- Secretary-General: Ahmed Baba Miské
- Founded: 25 September 1958
- Dissolved: 4 October 1961
- Split from: Mauritanian Regroupment Party
- Succeeded by: Mauritanian People's Party
- Headquarters: Nouakchott, Mauritania
- Ideology: Arab nationalism

= Mauritanian National Renaissance Party =

Mauritanian National Renaissance Party (Parti de la Renaissance Nationale, حزب النهضة الوطنية الموريتانية an-Nahda al-Wataniyya al-Mauritaniya (Nahda)) was an Arab nationalist political party in Mauritania from 1958 to 1961. It was led by Ahmed Baba Miské.

==Foundation==
In July 1958, two months after the Aleg Conference which founded the party, the Mauritanian Regroupment Party expelled Ahmed Baba Miské and other youth leaders from the party because of their vocal opposition to Mokhtar Ould Daddah. meeting at Kaedi, where the party was formed on 25 September 1958.

==Ideology==
Unlike the cautious conservatism espoused by the PRM, Nahda was more radical, and wanted immediate and total independence from France, and closer relations with Morocco. The demand for a closer relationship with Morocco was interpreted by some as support for the concept of Greater Morocco espoused by Allal al-Fassi, which would either be on the basis of a federation or a unitary state.

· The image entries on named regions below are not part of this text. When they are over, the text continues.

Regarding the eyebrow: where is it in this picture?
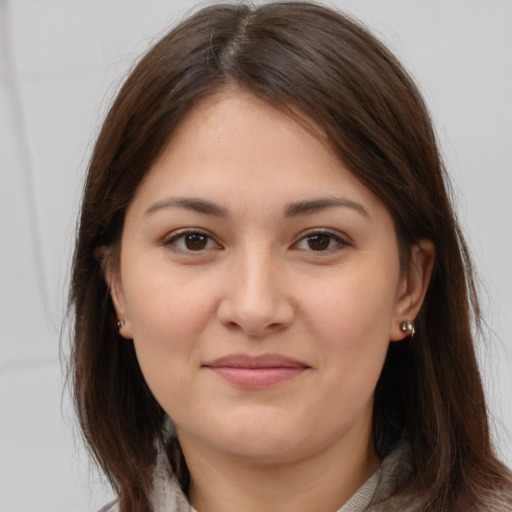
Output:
[144,197,369,218]
[284,197,369,218]
[144,197,229,217]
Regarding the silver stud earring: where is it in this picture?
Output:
[400,320,415,338]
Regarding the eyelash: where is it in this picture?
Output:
[163,229,221,253]
[163,229,350,253]
[293,230,350,253]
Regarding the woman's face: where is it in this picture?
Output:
[109,91,428,462]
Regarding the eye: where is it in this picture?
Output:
[295,231,349,252]
[164,231,220,252]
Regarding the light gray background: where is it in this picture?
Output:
[0,0,512,512]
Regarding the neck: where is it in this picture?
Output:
[180,424,379,512]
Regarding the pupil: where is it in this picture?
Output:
[185,233,207,251]
[308,235,331,251]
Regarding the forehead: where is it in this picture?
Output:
[128,90,388,220]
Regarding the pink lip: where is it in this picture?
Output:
[203,354,310,389]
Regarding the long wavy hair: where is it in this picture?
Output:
[70,2,512,512]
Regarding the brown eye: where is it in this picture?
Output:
[294,231,350,252]
[164,231,220,252]
[306,233,333,251]
[183,233,208,251]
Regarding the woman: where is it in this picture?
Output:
[71,2,512,512]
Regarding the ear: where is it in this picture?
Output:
[390,239,435,341]
[101,250,133,339]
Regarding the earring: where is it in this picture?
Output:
[400,320,416,338]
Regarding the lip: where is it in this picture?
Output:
[202,354,310,389]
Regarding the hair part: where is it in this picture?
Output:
[70,2,509,512]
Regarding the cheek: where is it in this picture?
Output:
[125,273,214,380]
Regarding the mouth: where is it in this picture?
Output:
[203,354,311,389]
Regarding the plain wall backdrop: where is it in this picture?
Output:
[0,0,512,512]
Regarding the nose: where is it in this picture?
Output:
[217,250,295,336]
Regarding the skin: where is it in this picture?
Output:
[107,90,434,512]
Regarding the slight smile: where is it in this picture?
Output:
[202,354,311,389]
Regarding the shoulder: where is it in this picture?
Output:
[98,500,121,512]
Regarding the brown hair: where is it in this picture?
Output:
[70,2,509,511]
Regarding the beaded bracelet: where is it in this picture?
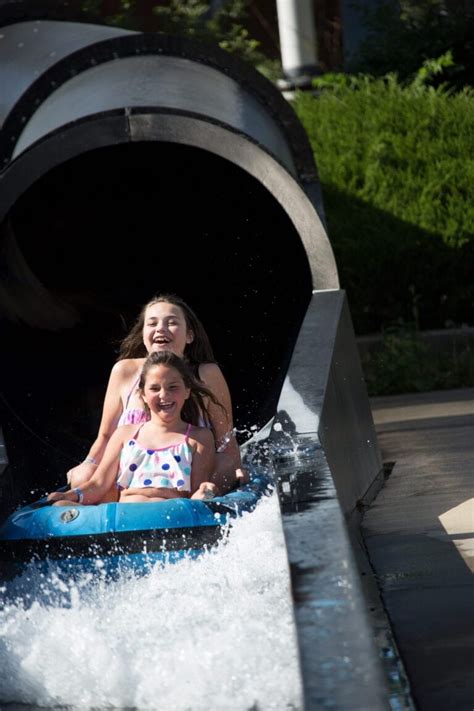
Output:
[73,486,84,504]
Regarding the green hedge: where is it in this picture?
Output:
[293,68,474,334]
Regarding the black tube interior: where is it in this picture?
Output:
[0,142,311,500]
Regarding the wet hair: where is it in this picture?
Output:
[118,294,216,365]
[138,351,226,434]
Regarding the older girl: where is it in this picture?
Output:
[48,351,218,504]
[68,294,247,501]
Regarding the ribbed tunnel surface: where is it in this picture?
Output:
[0,21,337,506]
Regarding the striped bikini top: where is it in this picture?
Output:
[117,374,150,427]
[117,424,193,491]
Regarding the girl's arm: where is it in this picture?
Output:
[48,425,130,504]
[199,363,242,493]
[67,360,136,485]
[190,427,216,494]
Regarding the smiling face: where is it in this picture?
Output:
[141,365,190,422]
[143,301,194,357]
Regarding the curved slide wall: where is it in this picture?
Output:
[0,10,338,500]
[0,2,390,709]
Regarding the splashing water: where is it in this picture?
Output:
[0,494,302,711]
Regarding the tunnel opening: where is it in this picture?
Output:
[0,141,312,504]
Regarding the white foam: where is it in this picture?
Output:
[0,495,302,711]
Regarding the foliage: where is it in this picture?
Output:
[351,0,474,88]
[362,321,474,396]
[293,55,474,333]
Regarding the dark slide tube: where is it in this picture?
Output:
[0,2,338,506]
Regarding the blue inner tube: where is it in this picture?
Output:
[0,471,273,564]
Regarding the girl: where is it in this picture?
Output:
[48,351,217,504]
[68,294,247,501]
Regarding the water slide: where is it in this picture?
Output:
[0,2,390,710]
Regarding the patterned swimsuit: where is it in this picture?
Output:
[117,424,193,491]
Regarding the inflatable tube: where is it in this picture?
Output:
[0,471,272,577]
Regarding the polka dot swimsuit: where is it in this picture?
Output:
[117,424,193,491]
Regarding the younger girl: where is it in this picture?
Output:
[48,351,216,504]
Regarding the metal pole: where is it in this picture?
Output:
[276,0,318,88]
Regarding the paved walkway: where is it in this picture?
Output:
[362,389,474,711]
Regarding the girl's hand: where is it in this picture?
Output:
[235,467,250,486]
[66,461,97,488]
[47,489,77,504]
[191,481,221,501]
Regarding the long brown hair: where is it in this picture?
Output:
[138,351,227,434]
[118,294,216,365]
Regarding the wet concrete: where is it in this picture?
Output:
[361,389,474,711]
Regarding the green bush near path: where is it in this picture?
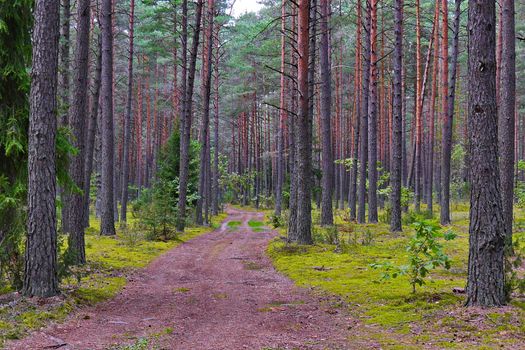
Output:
[0,214,227,348]
[267,208,525,349]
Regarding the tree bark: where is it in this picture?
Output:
[195,0,215,225]
[82,34,102,228]
[357,1,371,224]
[177,0,204,231]
[22,0,60,297]
[65,0,91,264]
[289,0,312,244]
[120,0,135,222]
[348,0,363,220]
[275,0,287,217]
[498,0,516,250]
[58,0,71,232]
[100,0,115,236]
[319,0,334,226]
[211,24,221,215]
[466,0,506,306]
[390,0,403,232]
[440,0,454,225]
[368,0,378,223]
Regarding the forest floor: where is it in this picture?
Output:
[7,208,356,350]
[4,205,525,350]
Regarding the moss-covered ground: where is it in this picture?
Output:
[268,205,525,349]
[0,214,226,348]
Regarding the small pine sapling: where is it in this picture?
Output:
[370,220,457,293]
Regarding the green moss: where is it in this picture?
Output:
[0,213,227,349]
[228,221,242,229]
[72,277,126,305]
[248,220,264,228]
[268,208,524,349]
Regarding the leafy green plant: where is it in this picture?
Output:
[505,239,525,300]
[370,220,456,293]
[270,214,285,228]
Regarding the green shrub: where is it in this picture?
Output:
[370,221,456,293]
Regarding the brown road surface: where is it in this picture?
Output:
[8,208,352,350]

Initially intended to unite the opposition to Daddah and the PRM, the Arab nationalist nature of Nahda worried many Mauritanians, especially Black African in Southern Mauritanian, who saw Arab nationalism as synonymous with Moorish domination. Nahda was able to attract a lot of support, including from Mauritanian businesses, and also financial support from Morocco.

==Decline==
Factional infighting within Nahda and accusations of corruption exacerbated Nahda's decline, as it gave the PRM a pretext for banning all opposition activity, which it did so on the eve of the 1959 election. The PRM won every seat, and Nahda was left with no political or legal avenues to express opposition to the government. More radical members of the party, which was by now heavily fragmented, mounted a campaign of violence and civil unrest in Atar and Nouakchott in May 1960, including several bombings. In response President Daddah placed five Nahda leaders, including Miske, in detention in the remote Hodh Ech Chargui Region. They were held there until February 1961, three months after independence.

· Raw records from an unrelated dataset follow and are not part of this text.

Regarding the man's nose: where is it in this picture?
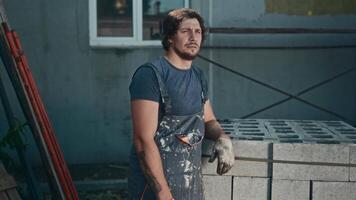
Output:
[189,31,199,40]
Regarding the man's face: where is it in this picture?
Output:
[169,18,202,60]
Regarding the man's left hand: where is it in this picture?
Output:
[209,136,235,175]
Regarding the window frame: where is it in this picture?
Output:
[89,0,190,48]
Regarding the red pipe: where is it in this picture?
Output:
[2,22,79,200]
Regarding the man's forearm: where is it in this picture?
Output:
[137,142,169,194]
[205,120,227,140]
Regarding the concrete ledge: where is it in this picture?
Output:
[203,175,232,200]
[312,181,356,200]
[232,176,269,200]
[273,144,350,181]
[272,179,310,200]
[350,145,356,181]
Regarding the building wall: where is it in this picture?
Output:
[0,0,356,164]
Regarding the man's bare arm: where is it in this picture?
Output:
[131,100,172,199]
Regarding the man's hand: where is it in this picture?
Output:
[209,136,235,175]
[157,188,174,200]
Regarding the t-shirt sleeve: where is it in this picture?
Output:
[129,66,160,102]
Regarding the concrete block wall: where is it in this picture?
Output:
[203,120,356,200]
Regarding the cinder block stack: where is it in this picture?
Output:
[202,119,356,200]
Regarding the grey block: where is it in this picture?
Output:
[233,176,269,200]
[312,181,356,200]
[203,175,232,200]
[202,140,271,177]
[272,179,310,200]
[273,144,350,181]
[350,146,356,181]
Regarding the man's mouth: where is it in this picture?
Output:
[185,43,199,49]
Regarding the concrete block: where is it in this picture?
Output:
[312,181,356,200]
[272,179,310,200]
[203,175,232,200]
[202,140,272,177]
[232,176,269,200]
[273,144,350,181]
[350,146,356,181]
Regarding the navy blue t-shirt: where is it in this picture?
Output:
[130,57,208,115]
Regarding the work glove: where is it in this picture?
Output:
[209,137,235,175]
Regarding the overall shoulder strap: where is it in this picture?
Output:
[192,66,208,104]
[145,63,172,114]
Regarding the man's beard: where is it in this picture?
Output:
[173,46,199,61]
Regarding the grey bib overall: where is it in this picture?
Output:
[131,63,205,200]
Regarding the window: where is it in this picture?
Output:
[89,0,189,47]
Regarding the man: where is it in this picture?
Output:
[129,8,234,200]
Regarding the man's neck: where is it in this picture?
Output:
[165,51,192,69]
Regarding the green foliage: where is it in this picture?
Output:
[0,122,27,167]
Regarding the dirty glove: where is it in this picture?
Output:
[209,137,235,175]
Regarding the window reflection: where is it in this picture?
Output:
[142,0,184,40]
[97,0,133,37]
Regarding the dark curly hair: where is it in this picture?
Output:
[162,8,206,51]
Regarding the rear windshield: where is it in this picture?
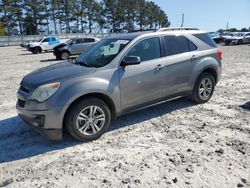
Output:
[193,33,217,48]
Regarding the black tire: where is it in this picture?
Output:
[32,47,42,54]
[60,51,70,60]
[192,72,215,104]
[65,97,111,141]
[56,56,61,60]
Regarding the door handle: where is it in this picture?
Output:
[155,64,163,71]
[190,55,197,62]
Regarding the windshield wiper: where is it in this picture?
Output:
[72,60,90,67]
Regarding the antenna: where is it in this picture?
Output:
[181,14,184,27]
[226,21,229,29]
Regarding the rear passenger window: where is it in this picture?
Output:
[76,39,83,44]
[194,33,217,47]
[164,36,189,56]
[127,37,161,61]
[84,38,95,43]
[187,39,197,51]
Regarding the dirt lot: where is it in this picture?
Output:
[0,45,250,188]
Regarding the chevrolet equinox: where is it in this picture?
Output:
[16,28,222,141]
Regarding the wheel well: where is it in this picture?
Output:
[201,68,217,83]
[34,46,42,51]
[60,50,70,55]
[63,93,116,129]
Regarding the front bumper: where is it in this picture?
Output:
[16,103,63,140]
[18,114,62,140]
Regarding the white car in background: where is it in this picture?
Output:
[26,36,68,54]
[224,32,250,45]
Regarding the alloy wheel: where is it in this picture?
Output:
[76,106,105,136]
[199,78,213,100]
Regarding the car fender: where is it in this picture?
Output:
[54,78,120,126]
[190,57,220,88]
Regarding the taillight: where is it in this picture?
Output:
[217,50,222,60]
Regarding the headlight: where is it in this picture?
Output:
[30,82,60,102]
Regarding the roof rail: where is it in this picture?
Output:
[156,27,199,32]
[128,29,156,33]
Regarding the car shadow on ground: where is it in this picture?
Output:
[17,52,37,56]
[40,59,63,63]
[40,57,75,62]
[0,98,195,163]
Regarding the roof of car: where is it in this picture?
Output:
[108,32,150,40]
[105,29,207,40]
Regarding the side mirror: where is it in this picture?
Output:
[121,56,141,66]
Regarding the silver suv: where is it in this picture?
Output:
[53,37,100,59]
[16,30,222,140]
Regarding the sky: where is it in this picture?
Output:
[152,0,250,31]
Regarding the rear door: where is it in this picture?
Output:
[120,37,166,109]
[70,38,83,55]
[243,33,250,43]
[163,35,198,95]
[41,37,50,50]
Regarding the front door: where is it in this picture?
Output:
[163,35,201,95]
[120,37,166,110]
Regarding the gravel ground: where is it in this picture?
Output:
[0,45,250,188]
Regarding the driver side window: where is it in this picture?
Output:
[43,38,49,43]
[127,37,161,61]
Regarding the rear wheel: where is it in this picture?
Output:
[192,72,215,103]
[61,51,69,60]
[65,98,111,141]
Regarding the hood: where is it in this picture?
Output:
[53,43,68,50]
[225,36,243,40]
[21,61,96,89]
[29,42,40,47]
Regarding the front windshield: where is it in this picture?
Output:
[236,33,244,37]
[38,38,44,42]
[75,39,129,67]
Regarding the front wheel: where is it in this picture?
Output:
[61,51,69,60]
[65,98,111,141]
[192,72,215,104]
[238,39,243,45]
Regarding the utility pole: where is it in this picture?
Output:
[181,14,184,27]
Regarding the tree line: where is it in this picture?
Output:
[0,0,170,35]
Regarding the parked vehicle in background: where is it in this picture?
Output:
[16,27,222,140]
[27,36,67,54]
[208,32,221,43]
[224,32,250,45]
[53,37,100,59]
[20,40,34,48]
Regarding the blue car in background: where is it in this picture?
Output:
[27,36,67,54]
[208,32,221,43]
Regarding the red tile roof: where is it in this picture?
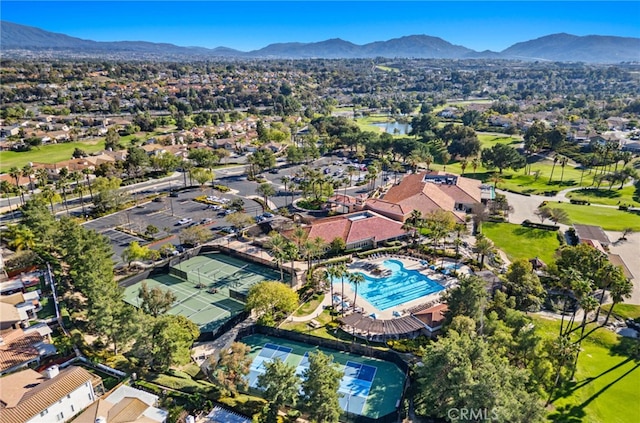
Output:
[285,212,407,244]
[413,304,449,329]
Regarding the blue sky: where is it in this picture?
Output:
[0,0,640,51]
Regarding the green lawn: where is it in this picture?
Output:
[482,222,560,264]
[567,184,640,207]
[0,139,104,172]
[533,316,640,423]
[548,203,640,232]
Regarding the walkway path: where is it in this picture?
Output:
[287,293,331,322]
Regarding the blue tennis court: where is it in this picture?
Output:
[248,343,378,414]
[241,334,406,420]
[248,343,293,388]
[338,361,377,414]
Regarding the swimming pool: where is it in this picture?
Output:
[351,260,444,310]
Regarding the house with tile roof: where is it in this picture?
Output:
[0,330,57,376]
[283,211,408,250]
[0,366,102,423]
[363,171,482,223]
[74,385,169,423]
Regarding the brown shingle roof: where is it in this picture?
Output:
[413,304,449,329]
[0,366,93,423]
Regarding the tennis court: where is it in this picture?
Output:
[241,335,405,419]
[124,254,280,332]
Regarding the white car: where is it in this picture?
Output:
[178,217,193,225]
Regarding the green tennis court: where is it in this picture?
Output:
[124,253,280,332]
[240,335,405,419]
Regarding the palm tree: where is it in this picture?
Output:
[256,182,276,209]
[311,236,328,270]
[389,162,402,184]
[69,170,86,216]
[547,156,558,184]
[325,266,342,321]
[291,225,308,249]
[9,166,24,204]
[22,164,36,195]
[7,225,36,251]
[336,263,349,317]
[267,231,287,281]
[560,156,569,186]
[348,273,365,309]
[82,167,93,203]
[440,151,451,172]
[422,152,433,171]
[474,234,493,269]
[460,157,469,175]
[36,169,49,187]
[58,167,69,214]
[471,157,480,175]
[489,172,504,189]
[40,185,60,215]
[0,180,15,217]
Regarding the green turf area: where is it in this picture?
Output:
[294,294,324,316]
[482,222,560,264]
[533,316,640,423]
[548,203,640,232]
[124,253,279,332]
[0,139,104,172]
[240,335,405,419]
[567,185,640,207]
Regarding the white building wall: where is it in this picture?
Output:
[27,382,96,423]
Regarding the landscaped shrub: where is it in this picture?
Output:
[387,336,431,354]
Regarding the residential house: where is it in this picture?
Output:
[0,366,102,423]
[284,211,407,250]
[0,291,42,332]
[0,330,57,376]
[364,171,482,223]
[74,385,169,423]
[621,141,640,153]
[0,125,20,138]
[32,157,95,179]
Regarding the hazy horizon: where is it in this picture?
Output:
[2,0,640,52]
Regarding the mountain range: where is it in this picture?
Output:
[0,21,640,63]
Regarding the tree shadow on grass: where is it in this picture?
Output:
[513,227,556,239]
[549,358,640,423]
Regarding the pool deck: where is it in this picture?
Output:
[327,255,471,320]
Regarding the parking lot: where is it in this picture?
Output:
[84,188,263,263]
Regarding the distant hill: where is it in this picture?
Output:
[500,34,640,63]
[0,21,640,63]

==Post-independence rapprochement==
Following Mauritanian independence, party leaders recognized the need to consolidate to ensure the establishment of a strong and independent government that also represented Mauritania's regional and ethnic diversity. Consequently, there was a tendency on the part of some to try to put aside their differences. President Moktar Ould Daddah was able gradually to gain the support of numerous opposition parties because of his demonstrated willingness to include in his government those who previously had opposed him. Thus, even after Daddah charged the Mauritanian National Renaissance Party (Nahda) with corruption, banned the party from participation in the elections to Mauritania's first National Assembly in May 1959, declared the party illegal, and placed five of its leaders under arrest, Nahda still responded to Daddah's urgent appeal to preserve unity and independence.

In a new election, held in accordance with provisions of the new constitution in August 1961, Nahda campaigned for Daddah, who won the election with the additional support of the black party, the Mauritanian National Union. The new government formed in September 1961 included representatives of both Nahda and the Mauritanian National Union in important ministries. This electoral, then governmental, coalition was formalized in October 1961 with the consolidation of the Mauritanian Regroupment Party, Nahda, the Mauritanian National Union, and the Mauritanian Muslim Socialist Union into the Mauritanian People's Party (Parti du Peuple Mauritanienne, PPM). On December 25, 1961, the PPM was constituted as the sole legal party. Its policies included a foreign policy of nonalignment and opposition to ties with France.